Dalla destinazione adunque affatto distinta di queste viti, ben si può arguire che eziandio il metodo di coltura dovrà essere diverso, e perciò credetti di doverne parlare a parte. Così pure i limiti meteorologici assegnati alle viti da vino, non sono quelli della vite per uva, poichè questa ordinariamente si alleva in pergolati presso i muri ben esposti delle case o che cingono i giardini; circostanza per la quale una vite, che all’aperto non potrebbe maturare il frutto, potrà invece portare uva mangereccia collocata in simili circostanze.

§ 930. Le varietà più comunemente coltivate pel frutto fresco sono le seguenti, che io accennerò coi nomi usati nel Milanese. L’uva di Sant’Anna e l’uvadica, che sono bianche, la moscatella bianca o rossa, il moscatello di Spagna bianco e rosso, e la malvasia.

§ 931. La forma, ossia l’eguale e regolare distribuzione dei tralci, è una condizione indispensabile alla coltivazione della vite a spalliera addossata ai muri; e tutte le maniere di tendere le viti che noi già indicammo al § 503 non servono a tale scopo. Epperò, la forma generalmente adottata per la spalliera è quella a cordone orizzontale rappresentata dalla fig. 270, siccome quella che meglio si presta ad un’eguale distribuzione d’umore fra i tralci.

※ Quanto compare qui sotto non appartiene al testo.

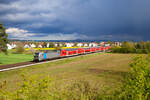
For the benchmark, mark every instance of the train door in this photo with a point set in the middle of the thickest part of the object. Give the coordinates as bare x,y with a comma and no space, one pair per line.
44,55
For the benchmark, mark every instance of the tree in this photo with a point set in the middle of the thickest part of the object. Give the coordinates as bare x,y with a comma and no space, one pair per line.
3,39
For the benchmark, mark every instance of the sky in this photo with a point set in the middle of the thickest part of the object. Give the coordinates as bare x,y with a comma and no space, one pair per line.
76,19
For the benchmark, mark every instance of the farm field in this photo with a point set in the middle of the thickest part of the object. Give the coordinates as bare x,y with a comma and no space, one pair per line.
14,58
104,70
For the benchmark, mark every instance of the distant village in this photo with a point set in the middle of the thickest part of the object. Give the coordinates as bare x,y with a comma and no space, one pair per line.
14,44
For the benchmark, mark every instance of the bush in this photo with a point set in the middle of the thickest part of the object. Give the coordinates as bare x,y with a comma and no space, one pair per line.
19,49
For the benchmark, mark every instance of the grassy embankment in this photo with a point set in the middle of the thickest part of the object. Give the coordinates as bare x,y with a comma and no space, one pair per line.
105,70
14,58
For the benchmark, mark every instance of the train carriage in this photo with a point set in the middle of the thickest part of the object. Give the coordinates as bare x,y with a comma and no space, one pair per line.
67,52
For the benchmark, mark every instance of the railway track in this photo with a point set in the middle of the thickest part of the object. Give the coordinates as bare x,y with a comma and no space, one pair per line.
30,63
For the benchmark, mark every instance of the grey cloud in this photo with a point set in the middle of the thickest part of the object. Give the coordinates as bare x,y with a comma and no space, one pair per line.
91,17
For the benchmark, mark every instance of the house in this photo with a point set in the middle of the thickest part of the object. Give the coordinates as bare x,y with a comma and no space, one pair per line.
102,43
26,46
9,46
55,45
13,45
47,45
32,45
69,44
40,46
85,44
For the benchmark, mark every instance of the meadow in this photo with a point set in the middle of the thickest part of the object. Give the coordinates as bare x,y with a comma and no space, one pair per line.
14,58
105,71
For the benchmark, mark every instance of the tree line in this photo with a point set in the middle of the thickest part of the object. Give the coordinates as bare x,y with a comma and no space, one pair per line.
133,47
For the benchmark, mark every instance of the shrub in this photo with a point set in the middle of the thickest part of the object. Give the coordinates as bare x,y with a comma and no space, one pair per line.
19,49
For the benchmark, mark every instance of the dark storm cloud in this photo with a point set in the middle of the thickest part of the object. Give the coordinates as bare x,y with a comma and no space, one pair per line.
7,1
93,19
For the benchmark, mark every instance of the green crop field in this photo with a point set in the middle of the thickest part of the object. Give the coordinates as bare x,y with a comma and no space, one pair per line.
14,58
106,70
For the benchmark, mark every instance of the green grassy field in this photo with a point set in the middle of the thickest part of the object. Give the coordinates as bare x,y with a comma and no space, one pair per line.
14,58
105,70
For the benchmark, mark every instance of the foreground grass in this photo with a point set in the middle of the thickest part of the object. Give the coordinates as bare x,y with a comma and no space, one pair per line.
105,70
14,58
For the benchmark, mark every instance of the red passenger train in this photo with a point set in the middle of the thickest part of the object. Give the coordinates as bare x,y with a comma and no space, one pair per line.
68,52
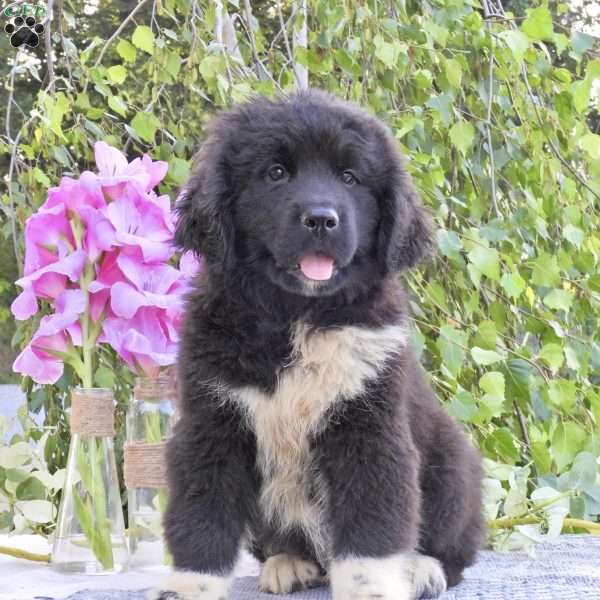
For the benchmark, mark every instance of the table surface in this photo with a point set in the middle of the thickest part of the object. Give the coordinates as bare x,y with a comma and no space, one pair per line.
568,569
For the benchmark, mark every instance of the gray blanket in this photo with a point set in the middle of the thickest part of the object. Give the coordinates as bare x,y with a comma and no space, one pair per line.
566,570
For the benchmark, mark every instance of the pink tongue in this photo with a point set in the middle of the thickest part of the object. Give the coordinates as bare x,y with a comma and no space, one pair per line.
319,268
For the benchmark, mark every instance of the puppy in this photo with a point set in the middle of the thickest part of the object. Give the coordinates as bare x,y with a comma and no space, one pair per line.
307,430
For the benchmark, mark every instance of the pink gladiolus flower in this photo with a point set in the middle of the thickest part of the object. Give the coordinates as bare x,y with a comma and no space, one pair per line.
148,285
48,282
143,341
98,250
115,172
43,358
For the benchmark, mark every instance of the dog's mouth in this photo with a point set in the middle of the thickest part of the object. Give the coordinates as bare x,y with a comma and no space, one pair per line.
316,267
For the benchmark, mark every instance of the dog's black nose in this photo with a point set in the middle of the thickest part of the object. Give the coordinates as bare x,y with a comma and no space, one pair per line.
320,218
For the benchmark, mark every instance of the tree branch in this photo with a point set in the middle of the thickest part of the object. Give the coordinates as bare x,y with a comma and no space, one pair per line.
120,28
48,48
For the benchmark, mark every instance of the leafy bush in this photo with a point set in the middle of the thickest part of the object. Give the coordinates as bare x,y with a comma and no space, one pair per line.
494,114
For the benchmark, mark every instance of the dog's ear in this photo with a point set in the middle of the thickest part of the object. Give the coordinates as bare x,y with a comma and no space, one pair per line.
203,208
405,231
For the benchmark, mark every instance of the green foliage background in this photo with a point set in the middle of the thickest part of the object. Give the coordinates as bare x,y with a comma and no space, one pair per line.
497,115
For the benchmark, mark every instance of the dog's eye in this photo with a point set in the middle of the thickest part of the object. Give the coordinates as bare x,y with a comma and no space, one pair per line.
276,173
349,178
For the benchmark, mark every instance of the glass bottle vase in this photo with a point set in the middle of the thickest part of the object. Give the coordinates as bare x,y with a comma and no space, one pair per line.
90,534
150,418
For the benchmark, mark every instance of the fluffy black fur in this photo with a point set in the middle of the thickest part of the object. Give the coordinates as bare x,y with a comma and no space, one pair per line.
399,473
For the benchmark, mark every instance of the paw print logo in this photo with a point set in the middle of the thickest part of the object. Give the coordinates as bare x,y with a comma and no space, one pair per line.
24,32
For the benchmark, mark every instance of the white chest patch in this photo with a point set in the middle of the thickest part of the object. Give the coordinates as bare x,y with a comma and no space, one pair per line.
327,366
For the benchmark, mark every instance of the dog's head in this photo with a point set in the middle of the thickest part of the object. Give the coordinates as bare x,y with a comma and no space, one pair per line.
309,192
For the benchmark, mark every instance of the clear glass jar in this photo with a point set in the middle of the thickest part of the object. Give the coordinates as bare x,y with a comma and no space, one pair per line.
90,534
150,418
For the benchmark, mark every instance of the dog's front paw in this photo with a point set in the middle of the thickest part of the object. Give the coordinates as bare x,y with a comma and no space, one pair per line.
284,573
187,585
386,578
428,577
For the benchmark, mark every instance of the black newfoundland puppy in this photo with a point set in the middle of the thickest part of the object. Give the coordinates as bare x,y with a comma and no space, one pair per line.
307,430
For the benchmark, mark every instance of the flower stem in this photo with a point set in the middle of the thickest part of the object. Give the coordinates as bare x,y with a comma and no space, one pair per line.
24,554
87,342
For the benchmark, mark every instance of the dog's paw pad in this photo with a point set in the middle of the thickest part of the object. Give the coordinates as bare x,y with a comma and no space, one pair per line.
187,585
163,595
429,580
370,578
24,32
284,573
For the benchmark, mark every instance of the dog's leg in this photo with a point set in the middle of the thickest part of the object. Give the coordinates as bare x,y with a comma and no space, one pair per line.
369,466
285,573
212,491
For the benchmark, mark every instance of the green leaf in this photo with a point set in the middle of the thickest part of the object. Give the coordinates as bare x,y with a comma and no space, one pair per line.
31,489
590,142
145,124
463,406
584,472
493,384
517,42
502,444
179,170
581,42
486,260
552,354
386,53
104,377
117,73
37,511
546,271
485,357
449,243
567,441
117,104
562,394
513,284
573,235
453,73
541,457
452,343
462,135
126,51
538,24
559,300
143,38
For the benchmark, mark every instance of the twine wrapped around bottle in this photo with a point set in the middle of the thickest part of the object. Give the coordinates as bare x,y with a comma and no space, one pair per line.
145,465
92,413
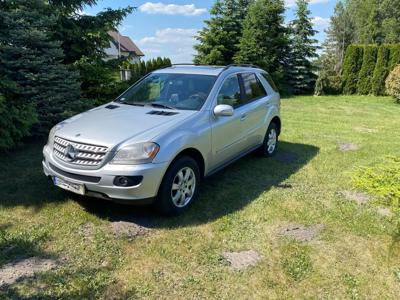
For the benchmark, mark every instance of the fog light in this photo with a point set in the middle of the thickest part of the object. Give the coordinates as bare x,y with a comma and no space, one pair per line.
127,181
122,181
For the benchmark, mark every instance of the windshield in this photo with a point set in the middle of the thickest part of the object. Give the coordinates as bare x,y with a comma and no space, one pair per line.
171,91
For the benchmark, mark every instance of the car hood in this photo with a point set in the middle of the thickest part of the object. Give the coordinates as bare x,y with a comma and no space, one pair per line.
111,127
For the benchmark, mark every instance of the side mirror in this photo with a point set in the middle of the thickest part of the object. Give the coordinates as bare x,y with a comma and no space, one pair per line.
223,110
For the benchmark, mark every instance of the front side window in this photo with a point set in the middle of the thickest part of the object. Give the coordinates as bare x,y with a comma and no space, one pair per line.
270,81
253,88
230,92
175,91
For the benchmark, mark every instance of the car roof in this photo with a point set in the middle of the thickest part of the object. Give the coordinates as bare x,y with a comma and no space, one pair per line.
205,69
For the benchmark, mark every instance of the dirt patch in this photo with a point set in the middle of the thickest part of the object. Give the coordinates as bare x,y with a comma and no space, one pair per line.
358,197
384,212
301,233
284,186
13,272
347,146
365,129
242,260
128,230
286,157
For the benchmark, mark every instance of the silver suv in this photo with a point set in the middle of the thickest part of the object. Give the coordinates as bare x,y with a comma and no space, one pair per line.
172,128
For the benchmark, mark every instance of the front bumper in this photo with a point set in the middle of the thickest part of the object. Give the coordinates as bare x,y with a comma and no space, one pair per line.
147,189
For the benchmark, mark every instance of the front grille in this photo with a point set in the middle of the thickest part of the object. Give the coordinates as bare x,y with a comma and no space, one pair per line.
93,179
84,154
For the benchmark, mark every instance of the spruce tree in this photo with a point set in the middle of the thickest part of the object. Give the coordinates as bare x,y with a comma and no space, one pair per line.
264,41
351,68
31,64
364,85
300,71
219,39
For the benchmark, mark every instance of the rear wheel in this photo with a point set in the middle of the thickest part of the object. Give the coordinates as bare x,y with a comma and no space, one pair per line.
179,187
270,143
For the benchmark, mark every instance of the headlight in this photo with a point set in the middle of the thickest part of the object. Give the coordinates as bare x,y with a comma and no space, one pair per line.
136,154
52,133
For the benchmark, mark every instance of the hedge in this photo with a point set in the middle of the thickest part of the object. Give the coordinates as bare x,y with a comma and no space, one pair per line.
364,86
381,70
351,68
393,83
394,59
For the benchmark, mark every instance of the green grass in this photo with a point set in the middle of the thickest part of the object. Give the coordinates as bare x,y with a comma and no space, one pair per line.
357,255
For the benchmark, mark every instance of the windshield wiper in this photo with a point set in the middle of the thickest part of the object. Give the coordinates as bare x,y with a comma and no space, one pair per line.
130,103
160,105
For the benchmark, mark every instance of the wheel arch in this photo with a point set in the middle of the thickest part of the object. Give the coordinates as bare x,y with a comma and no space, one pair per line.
278,123
196,155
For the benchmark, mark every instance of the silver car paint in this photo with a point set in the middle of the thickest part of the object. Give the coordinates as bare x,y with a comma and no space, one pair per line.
218,139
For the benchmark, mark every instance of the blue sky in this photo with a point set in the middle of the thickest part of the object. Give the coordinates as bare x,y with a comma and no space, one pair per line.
166,27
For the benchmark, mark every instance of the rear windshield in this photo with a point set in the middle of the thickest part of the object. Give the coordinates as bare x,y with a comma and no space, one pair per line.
175,91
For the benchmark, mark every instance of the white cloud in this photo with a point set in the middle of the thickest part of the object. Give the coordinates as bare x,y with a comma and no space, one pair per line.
175,43
291,3
171,9
320,22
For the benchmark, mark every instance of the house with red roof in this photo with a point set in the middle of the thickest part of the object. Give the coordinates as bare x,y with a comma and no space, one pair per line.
121,45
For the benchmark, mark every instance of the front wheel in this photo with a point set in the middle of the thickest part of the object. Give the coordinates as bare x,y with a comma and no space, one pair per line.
179,187
270,143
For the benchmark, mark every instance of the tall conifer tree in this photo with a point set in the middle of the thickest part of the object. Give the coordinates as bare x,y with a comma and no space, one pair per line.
300,70
220,37
264,41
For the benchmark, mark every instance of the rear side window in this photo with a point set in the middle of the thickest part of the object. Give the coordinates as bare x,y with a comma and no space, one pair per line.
253,89
230,92
268,78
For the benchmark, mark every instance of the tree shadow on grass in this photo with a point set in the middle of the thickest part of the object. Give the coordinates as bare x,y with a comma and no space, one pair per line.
22,181
221,194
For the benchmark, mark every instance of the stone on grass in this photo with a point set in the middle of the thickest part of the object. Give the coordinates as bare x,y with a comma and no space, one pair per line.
128,230
16,271
242,260
385,212
286,157
358,197
347,146
301,233
87,231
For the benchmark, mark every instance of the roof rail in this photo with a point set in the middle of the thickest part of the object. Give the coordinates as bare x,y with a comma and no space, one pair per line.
242,65
191,64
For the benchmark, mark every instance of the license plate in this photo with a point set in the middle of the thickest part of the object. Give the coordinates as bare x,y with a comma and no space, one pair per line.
69,186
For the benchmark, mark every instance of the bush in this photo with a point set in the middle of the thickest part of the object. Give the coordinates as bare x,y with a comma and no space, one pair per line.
328,85
351,68
382,180
381,70
364,86
15,122
393,83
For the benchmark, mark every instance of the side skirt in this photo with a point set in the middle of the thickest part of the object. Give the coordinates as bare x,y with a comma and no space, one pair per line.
224,165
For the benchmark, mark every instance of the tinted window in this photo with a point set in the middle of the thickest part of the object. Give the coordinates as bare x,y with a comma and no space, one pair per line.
180,91
268,78
253,88
230,92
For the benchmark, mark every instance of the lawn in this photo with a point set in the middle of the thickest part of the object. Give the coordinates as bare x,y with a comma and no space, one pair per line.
355,253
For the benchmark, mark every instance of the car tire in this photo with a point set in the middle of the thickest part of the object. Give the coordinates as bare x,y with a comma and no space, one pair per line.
270,144
179,187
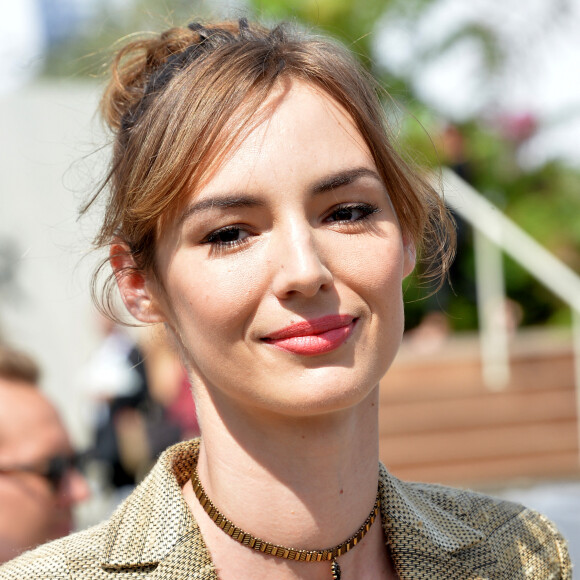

Ciononpertanto a raggiungere questo risultato è necessario osservare alcune norme, cioè:

1.a Che i due bracci o cordoni (C) devono essere della medesima lunghezza, altrimenti il cordone più lungo attirerebbe a sè la massima parte dell’umore a scapito di quello più corto. La divisione dei gambo nei due cordoni deve farsi a quella stessa altezza cui voglionsi distendere orizzontalmente i detti cordoni. Le suddivisioni di ciascun cordone esigono fra loro una distanza non minore di 0m,20.